The meeting featured presentations from a variety of staff members with updates on testing, local COVID-19 data, academics and staffing. Board members discussed their desire to support students, with some directly asking for a return on Jan. 10, but no vote was on the agenda.

“Everything that we have heard tonight reinforces that getting back to school is our top priority,” board president Ali Muldrow said. “Now it’s really about communicating with our community about what makes us prepared to get back to school on Monday, Jan. 10, and what is the plan that we have that will allow us to return to school safely and allow us to staff our schools safely.”

Case numbers locally and nationally are reaching pandemic records for most age groups, but district medical advisers at the meeting reiterated the safety of schools for students.

“The safest place for kids to be is in school,” Dr. Gregory DeMuri said. “We can be confident that children can be safe in our schools with appropriate mitigation strategies.”

Board member Savion Castro said he supported the administration’s decision to extend winter break this week.

“Given our very high accelerating numbers, to have this pause, to make sure that we could safely reopen on the 10th, I think it was necessary,” he said.

Muldrow said she’d heard from parents that the “pause” this week had caused increased mental health issues for kids as it interrupted a routine, and asked staff about plans for supporting students who felt that additional strain.
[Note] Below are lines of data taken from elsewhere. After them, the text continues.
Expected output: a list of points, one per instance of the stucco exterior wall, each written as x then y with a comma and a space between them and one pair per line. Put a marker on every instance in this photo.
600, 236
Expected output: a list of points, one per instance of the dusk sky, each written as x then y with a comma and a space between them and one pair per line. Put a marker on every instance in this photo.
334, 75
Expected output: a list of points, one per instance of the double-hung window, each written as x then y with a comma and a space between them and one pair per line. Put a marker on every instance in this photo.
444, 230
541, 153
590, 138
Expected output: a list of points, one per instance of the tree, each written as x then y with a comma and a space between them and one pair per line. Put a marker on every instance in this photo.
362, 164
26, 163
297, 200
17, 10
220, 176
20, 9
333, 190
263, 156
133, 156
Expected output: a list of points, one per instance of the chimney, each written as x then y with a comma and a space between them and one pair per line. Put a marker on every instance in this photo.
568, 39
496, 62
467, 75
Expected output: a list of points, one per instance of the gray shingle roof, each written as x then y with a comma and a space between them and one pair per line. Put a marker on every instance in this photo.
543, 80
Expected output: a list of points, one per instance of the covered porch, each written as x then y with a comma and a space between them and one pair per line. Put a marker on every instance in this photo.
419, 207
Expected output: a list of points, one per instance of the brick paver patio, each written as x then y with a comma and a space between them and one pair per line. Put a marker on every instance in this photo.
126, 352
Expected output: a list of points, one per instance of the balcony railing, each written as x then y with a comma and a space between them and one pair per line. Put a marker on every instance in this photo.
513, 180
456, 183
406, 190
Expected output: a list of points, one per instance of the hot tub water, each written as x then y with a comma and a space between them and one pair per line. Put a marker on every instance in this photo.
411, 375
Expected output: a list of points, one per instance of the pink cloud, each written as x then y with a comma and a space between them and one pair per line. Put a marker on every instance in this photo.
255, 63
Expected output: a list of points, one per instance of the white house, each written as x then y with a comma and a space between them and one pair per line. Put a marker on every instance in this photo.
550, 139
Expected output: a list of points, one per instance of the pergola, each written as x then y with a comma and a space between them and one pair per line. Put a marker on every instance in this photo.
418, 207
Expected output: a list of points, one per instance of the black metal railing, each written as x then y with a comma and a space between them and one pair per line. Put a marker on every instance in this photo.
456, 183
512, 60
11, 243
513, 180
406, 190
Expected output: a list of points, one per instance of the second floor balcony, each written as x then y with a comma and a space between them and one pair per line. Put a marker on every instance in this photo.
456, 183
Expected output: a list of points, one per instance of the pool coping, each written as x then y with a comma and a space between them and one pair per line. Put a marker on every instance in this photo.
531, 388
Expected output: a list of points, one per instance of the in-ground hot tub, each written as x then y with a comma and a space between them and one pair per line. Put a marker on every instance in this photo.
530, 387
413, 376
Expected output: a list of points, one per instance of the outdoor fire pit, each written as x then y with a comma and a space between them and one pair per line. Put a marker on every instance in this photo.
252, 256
Other board members stressed the importance of in-person instruction on mental health.

“The biggest mental health strategy we can implement right now is returning our students to in-person learning on Jan. 10,” Gomez Schmidt said.

Staff challenges

In the initial announcement last week, district officials cited “critical staff shortages” among the reasons for the extension. Wednesday, the district’s case count showed that 132 staff have tested positive for COVID over the past two weeks, well above the previous two-week high.

Chief of secondary schools Angie Hicks said 35 of 52 schools had at least six absences a day among staff this week, adding “to an already stretched system.” And next week, the challenges will seemingly continue.
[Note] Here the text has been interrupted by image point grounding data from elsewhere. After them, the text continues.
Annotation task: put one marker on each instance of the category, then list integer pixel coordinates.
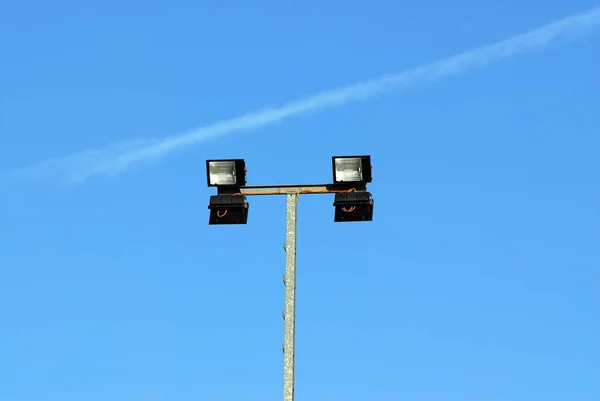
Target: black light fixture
(351, 169)
(353, 206)
(226, 173)
(228, 209)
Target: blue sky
(476, 281)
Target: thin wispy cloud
(118, 158)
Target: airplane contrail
(118, 158)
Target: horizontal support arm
(298, 189)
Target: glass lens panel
(222, 173)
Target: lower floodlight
(353, 206)
(226, 173)
(228, 209)
(351, 169)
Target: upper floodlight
(351, 169)
(226, 173)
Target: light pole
(352, 203)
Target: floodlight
(351, 169)
(228, 209)
(226, 173)
(353, 206)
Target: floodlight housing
(353, 206)
(351, 169)
(226, 173)
(228, 209)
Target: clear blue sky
(478, 279)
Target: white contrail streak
(119, 158)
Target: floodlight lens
(222, 173)
(348, 169)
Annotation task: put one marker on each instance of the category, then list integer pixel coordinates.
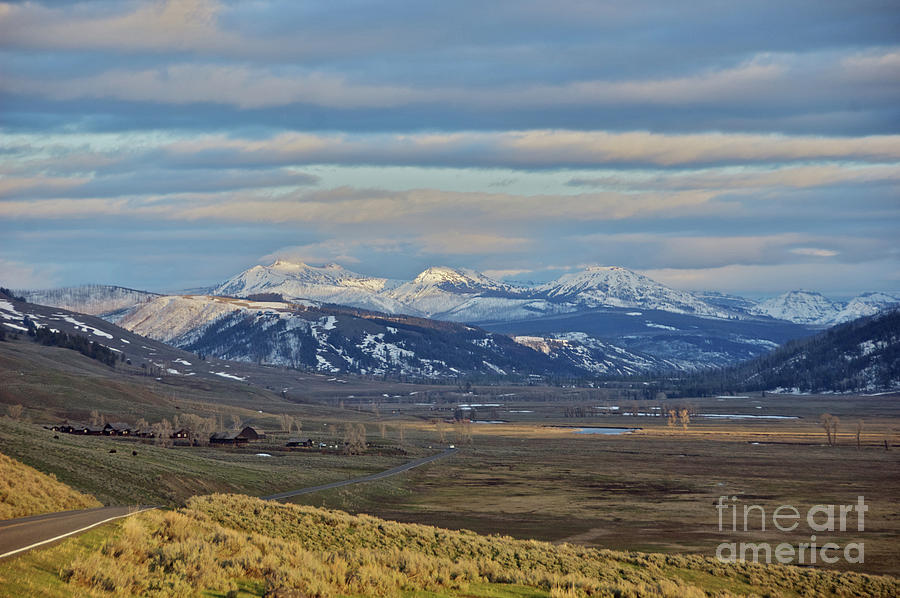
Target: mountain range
(446, 322)
(858, 356)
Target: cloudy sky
(745, 147)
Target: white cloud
(814, 252)
(18, 275)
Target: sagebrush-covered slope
(222, 542)
(25, 491)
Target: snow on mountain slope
(801, 307)
(867, 304)
(594, 355)
(328, 284)
(484, 309)
(612, 286)
(440, 290)
(336, 340)
(93, 299)
(175, 318)
(861, 355)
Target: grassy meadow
(656, 489)
(531, 478)
(24, 491)
(229, 545)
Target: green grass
(235, 544)
(24, 491)
(36, 573)
(168, 476)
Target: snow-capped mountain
(867, 304)
(440, 290)
(612, 286)
(802, 307)
(106, 301)
(337, 340)
(329, 284)
(862, 355)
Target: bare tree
(141, 425)
(684, 417)
(829, 424)
(15, 411)
(354, 439)
(287, 422)
(162, 431)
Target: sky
(751, 148)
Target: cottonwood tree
(162, 431)
(684, 417)
(672, 418)
(287, 422)
(829, 424)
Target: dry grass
(25, 491)
(221, 543)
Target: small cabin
(228, 438)
(117, 429)
(300, 443)
(251, 434)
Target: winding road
(21, 535)
(369, 478)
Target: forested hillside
(863, 355)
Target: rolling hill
(858, 356)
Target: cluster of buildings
(121, 429)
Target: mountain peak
(285, 264)
(439, 274)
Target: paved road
(19, 535)
(368, 478)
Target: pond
(612, 431)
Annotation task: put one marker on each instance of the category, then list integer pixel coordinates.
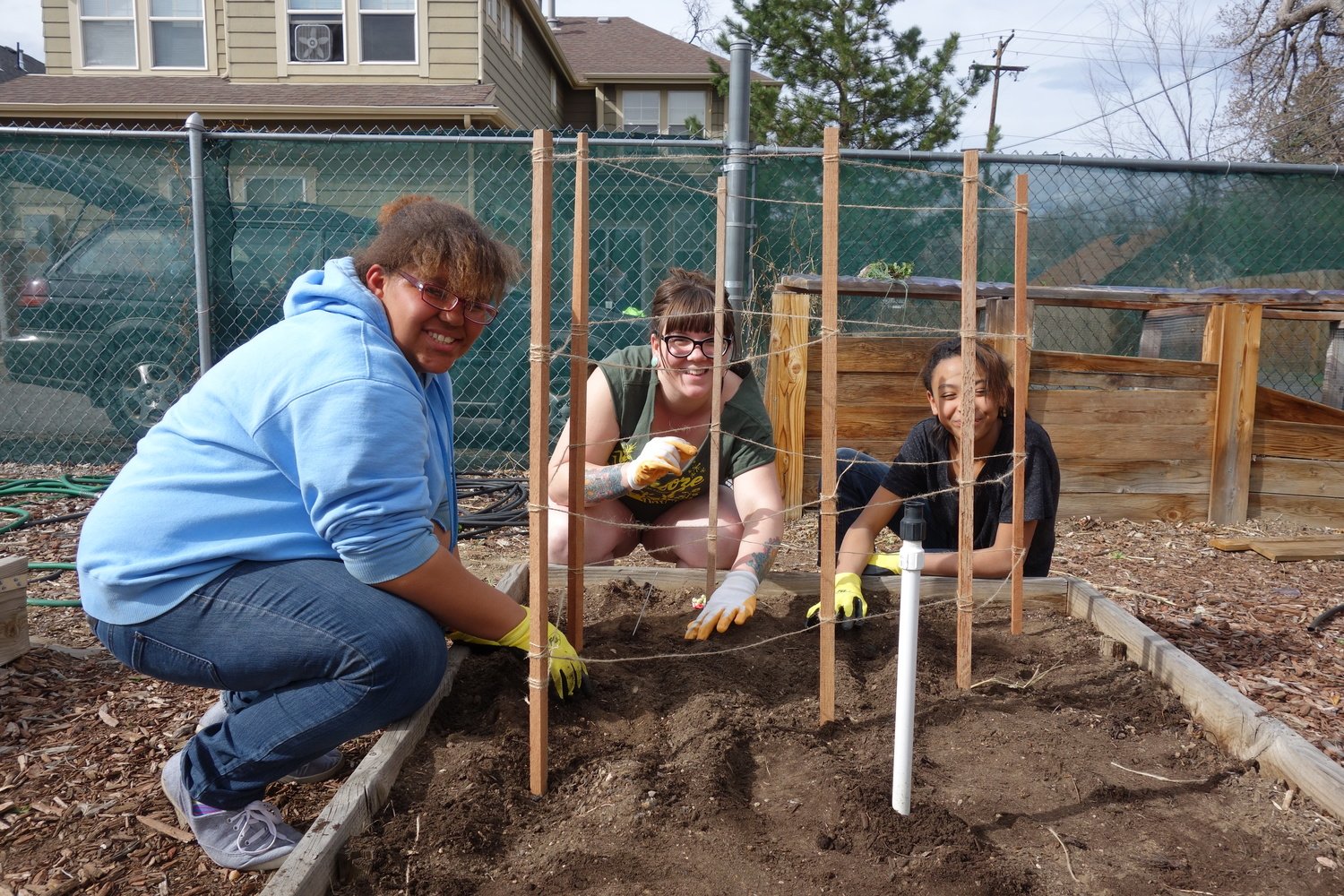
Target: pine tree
(843, 64)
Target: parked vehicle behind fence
(116, 316)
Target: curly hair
(435, 238)
(989, 365)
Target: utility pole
(999, 67)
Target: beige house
(360, 64)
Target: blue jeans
(308, 657)
(857, 478)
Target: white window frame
(134, 38)
(414, 16)
(703, 116)
(201, 19)
(289, 34)
(658, 120)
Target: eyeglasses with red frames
(680, 346)
(441, 300)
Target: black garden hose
(1319, 622)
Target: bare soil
(701, 767)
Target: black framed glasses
(680, 346)
(441, 300)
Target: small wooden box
(13, 607)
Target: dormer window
(387, 30)
(177, 34)
(108, 34)
(316, 31)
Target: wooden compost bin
(1136, 437)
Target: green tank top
(746, 444)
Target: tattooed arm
(601, 481)
(761, 506)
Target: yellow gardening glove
(569, 673)
(849, 605)
(663, 455)
(883, 564)
(733, 600)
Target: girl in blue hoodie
(287, 535)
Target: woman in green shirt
(642, 487)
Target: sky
(1038, 109)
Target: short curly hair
(435, 238)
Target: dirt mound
(701, 769)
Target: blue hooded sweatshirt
(314, 440)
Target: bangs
(693, 317)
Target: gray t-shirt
(924, 469)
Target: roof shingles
(625, 46)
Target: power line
(1131, 105)
(1273, 128)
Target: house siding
(452, 42)
(252, 40)
(523, 89)
(56, 30)
(220, 39)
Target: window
(177, 34)
(640, 110)
(274, 188)
(387, 30)
(131, 253)
(685, 105)
(108, 34)
(316, 31)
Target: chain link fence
(101, 327)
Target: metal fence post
(736, 169)
(195, 150)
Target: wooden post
(787, 392)
(720, 242)
(13, 607)
(543, 161)
(1212, 346)
(1021, 387)
(830, 367)
(1234, 414)
(967, 440)
(578, 394)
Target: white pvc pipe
(902, 755)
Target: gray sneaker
(249, 839)
(322, 769)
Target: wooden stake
(543, 161)
(578, 394)
(1021, 386)
(1234, 414)
(830, 367)
(967, 440)
(720, 249)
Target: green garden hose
(75, 487)
(78, 487)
A Madison Metropolitan School District staffing analysis provided to the board Wednesday shows nearly 550 expected staff absences for the week of Jan. 10. That’s more than double the 214 absences reported on the Absence Management system for this week.

Of the 547 already reported for next week, 35.28% — or 193 — were unfilled as of Jan. 4. That’s slightly above the 35.05% unfilled the week of Jan. 3.
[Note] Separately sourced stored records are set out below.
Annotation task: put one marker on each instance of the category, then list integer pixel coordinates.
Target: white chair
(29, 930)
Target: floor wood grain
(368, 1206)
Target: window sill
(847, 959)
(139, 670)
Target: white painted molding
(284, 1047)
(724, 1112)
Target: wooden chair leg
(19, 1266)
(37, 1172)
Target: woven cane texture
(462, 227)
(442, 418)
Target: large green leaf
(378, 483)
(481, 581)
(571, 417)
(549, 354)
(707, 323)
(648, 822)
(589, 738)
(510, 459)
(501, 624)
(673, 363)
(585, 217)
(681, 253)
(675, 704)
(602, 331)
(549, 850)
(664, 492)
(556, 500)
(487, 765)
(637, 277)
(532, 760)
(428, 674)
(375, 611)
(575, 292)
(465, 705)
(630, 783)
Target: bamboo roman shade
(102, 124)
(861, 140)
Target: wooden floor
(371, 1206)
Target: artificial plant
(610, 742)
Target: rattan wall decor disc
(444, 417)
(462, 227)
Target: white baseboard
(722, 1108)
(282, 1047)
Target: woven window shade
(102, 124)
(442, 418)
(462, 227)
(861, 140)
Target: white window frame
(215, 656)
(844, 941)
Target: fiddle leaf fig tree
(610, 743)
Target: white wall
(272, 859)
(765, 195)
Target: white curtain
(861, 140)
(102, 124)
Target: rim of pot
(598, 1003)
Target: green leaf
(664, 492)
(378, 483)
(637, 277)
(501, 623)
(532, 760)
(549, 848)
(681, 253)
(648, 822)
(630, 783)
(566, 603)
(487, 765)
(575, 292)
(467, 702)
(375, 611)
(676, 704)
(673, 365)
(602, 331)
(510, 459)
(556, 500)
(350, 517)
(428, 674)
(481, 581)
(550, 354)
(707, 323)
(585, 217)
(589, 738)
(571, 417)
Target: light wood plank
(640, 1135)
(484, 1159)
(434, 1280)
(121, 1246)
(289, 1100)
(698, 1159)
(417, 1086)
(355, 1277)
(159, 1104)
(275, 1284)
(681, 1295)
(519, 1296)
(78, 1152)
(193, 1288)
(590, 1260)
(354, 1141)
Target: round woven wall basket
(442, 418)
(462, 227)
On the school year, however, the substitute fill rate is 54.92%, below the 70.84% last school year and even further below the mid-80 and low-90 percentages from 2016-2020.

Having enough staff will be key to the decision announced tomorrow, with Gomez Schmidt suggesting officials should consider the picture school-by-school.

“We can’t keep a whole district shut down if we don’t have adequate staff at 10 schools, because we would have adequate staff at 40 schools,” she said.

Jenkins said there is enough staff to open schools, but that they are being required to skip prep time or other necessary job duties, causing mental and emotional health issues.

“It’s not that we will not have staffing to be able to open, that has not been the case, it’s that we have been stretched,” he said. “Our staff, they were at their wits' end right before break.

“Staff are not getting planning time and they’re experiencing a pandemic, so this decision is not based solely just on staff, we have a lot of factors.”

Board member Cris Carusi said the reasons staff feel stretched are more “nuanced” than COVID alone, including operating in a top-down system and too much of a focus on assessment, among other things.

“We’re hearing all these things from staff and in order to sustain our staff we need to look at that whole picture of what our staff need,” Carusi said. “The fact that we don’t have the staffing in place to reopen is indicative of a much longer-term problem in terms of how we’ve been treating staff in this district, not for weeks, not for months, but for years.”